All these abominations are because of non strict typing String = List ( Char ) C...

jillesvangurp · on June 2, 2023

No, it's caused by cost. For example Java has a char type. It's a 16 bit numeric value because Java uses UTF-16 internally for encoding strings. Java Strings are basically immutable char arrays with some fluff around them. If you ask for the String length, it returns the length of the underlying array. Nice and simple and unsurprising. And relatively cheap. Most more recent languages use 8 bit bytes and UTF-8 instead because that is emerged as the most common character encoding. But UTF-16 was a reasonable choice a quarter century ago and the practical difference doesn't matter that much and changing it would be disruptive.

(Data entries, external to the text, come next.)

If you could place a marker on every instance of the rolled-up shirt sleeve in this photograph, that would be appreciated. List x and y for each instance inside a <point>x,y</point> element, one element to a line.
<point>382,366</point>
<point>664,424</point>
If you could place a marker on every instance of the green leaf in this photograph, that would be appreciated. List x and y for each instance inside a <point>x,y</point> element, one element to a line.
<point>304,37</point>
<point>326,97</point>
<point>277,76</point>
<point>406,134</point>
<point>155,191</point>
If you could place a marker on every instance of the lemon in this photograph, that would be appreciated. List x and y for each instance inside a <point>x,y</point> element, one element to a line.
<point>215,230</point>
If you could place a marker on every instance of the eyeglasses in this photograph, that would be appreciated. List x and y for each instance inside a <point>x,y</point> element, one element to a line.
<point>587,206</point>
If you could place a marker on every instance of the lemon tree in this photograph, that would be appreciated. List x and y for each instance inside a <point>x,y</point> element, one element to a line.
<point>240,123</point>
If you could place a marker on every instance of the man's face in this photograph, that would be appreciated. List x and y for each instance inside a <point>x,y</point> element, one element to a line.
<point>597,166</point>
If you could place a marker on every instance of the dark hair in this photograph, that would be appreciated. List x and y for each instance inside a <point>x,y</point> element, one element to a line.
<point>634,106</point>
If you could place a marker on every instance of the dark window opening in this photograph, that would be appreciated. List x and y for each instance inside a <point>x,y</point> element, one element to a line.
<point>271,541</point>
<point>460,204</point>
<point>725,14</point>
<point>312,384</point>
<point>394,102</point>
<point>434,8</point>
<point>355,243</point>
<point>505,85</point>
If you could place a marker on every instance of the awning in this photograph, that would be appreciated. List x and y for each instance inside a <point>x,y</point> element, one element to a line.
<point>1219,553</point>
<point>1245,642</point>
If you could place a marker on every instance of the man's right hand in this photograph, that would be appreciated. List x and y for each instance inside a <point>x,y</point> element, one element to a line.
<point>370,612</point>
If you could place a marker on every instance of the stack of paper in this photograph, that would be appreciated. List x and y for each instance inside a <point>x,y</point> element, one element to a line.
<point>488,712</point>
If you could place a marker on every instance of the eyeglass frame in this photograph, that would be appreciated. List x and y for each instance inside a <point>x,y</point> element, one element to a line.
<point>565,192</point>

If you put unicode characters consisting of multiple data points into a String, it necessarily increases the amount of chars. There's no way around that. Because there is no such thing as a UnicodeChar type in Java. You can't actually assign multi data point unicode characters to a char.

Essentially all the workarounds for a 'correct' unicode character count in a String would either end up using a different and probably way more expensive data structure (e.g. a list of a list of chars or bytes where each list is a unicode character) or implementing some expensive logic for counting characters that is O(n) instead O(1). Most languages ranging from extremely strictly typed to weakly typed don't do that for cost reasons. The tradeoff is simply not worth the price it takes.

This stackoverflow post provides a few suggestions for how you could count 'correctly'. https://stackoverflow.com/questions/15947992/java-unicode-st... that illustrates the point nicely.

chasontherobot · on June 2, 2023

Python has strong typing which seems to be what you mean here rather than strict typing.

A "character" is not a well defined term in Unicode, rather the "base" that does not vary across implementations is code points, which is what Python measures when you get the length of a string.